Uit recent onderzoek van Motivaction, in opdracht van de Nederlandse Vereniging voor een Vrijwillig Levenseinde (NVVE), blijkt dat 71 procent van de Nederlanders voorstander is van een wet die stervenshulp mogelijk maakt voor ouderen die hun leven als voltooid ervaren. Dit onderzoek, gehouden ter gelegenheid van World Right To Die Day op 2 november, laat zien dat de steun voor zo’n wet is toegenomen: in 2017 was 64 procent van de bevolking voor, nu is dat 71 procent.
Onder mensen die iemand kennen met een doodswens door voltooid leven, ligt de steun nog hoger. Van hen is 80 procent voor een wet die stervenshulp regelt, terwijl dit onder mensen zonder die ervaring op 67 procent ligt. In totaal geeft 40 procent van de ondervraagden aan iemand te kennen die het leven als voltooid beschouwt en niet verder wil leven, een stijging ten opzichte van 34 procent in 2017.
Momenteel is stervenshulp alleen toegestaan bij ondraaglijk en uitzichtloos lijden door een medische aandoening, en mag alleen een arts deze hulp bieden. Redenen om stervenshulp ook bij voltooid leven mogelijk te maken, zijn onder meer het voorkomen van onnodig lijden, het recht om zelf te beschikken over het eigen lichaam en de wens om mensen niet gedwongen te laten doorleven. Tegenstanders vrezen dat stervenshulp voor ouderen buiten medische noodzaak om het risico met zich meebrengt dat dergelijke beslissingen te lichtzinnig worden genomen. Zij vinden dat het leven van ouderen verbeterd moet worden in plaats van beëindigd, of wijzen stervenshulp af op godsdienstige gronden.
Opvallend is dat de steun groeit voor het inschakelen van een levenseindebegeleider, niet zijnde een arts, voor stervenshulp. Waar in 2017 nog 28 procent het hiermee eens was, steunt in 2024 nu 38 procent van de respondenten deze optie.
Het onderzoek laat ook een samenhang zien tussen politieke voorkeur en steun voor een wet voltooid leven. Onder de kiezers van de huidige coalitiepartijen (PVV, VVD, NSC en BBB) vindt 77 procent dat zo’n wet er moet komen. Onder kiezers van andere partijen is dit percentage iets lager, met 72 procent. Ook over het recht om zelf te beslissen over het eigen levenseinde bestaan verschillen; 70 procent van de coalitiekiezers steunt deze keuzevrijheid, vergeleken met 65 procent van de kiezers op niet-coalitiepartijen.
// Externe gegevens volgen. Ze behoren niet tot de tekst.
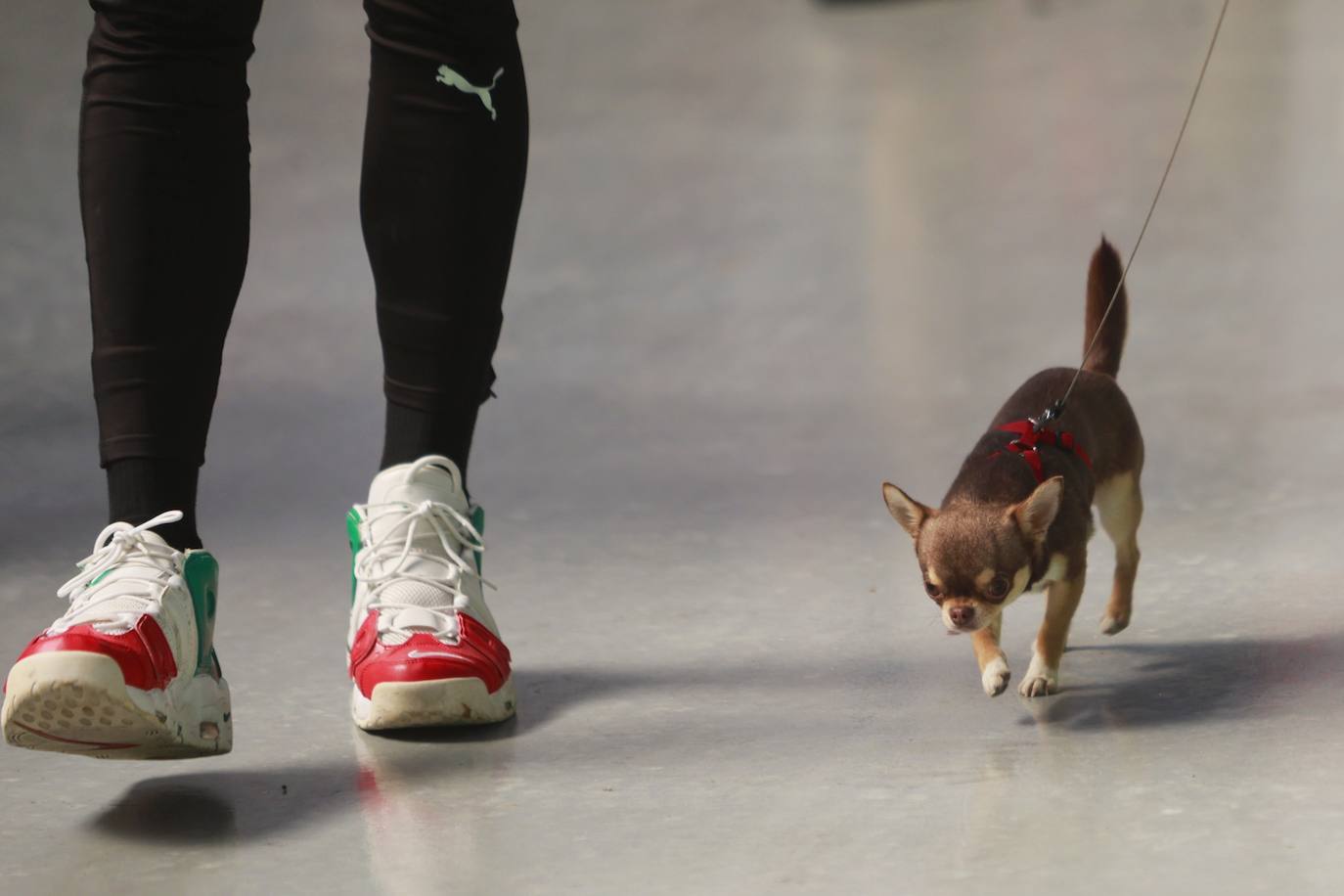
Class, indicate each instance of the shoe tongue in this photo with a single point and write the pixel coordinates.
(111, 600)
(428, 478)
Fransien van ter Beek, voorzitter van de NVVE, benadrukt dat de toenemende steun voor een vrijwillig levenseinde serieus genomen moet worden door de politiek. Ze pleit voor wetgeving die ook ouderen met een niet-medische doodswens de mogelijkheid biedt tot waardig sterven. Volgens haar worden mensen nu nog te vaak gedwongen een illegale weg in te slaan omdat de huidige euthanasiewet hen geen uitweg biedt. De NVVE, opgericht in 1973, zet zich al jaren in voor regie over het eigen levenseinde en blijft pleiten voor een bredere wettelijke erkenning van voltooid leven.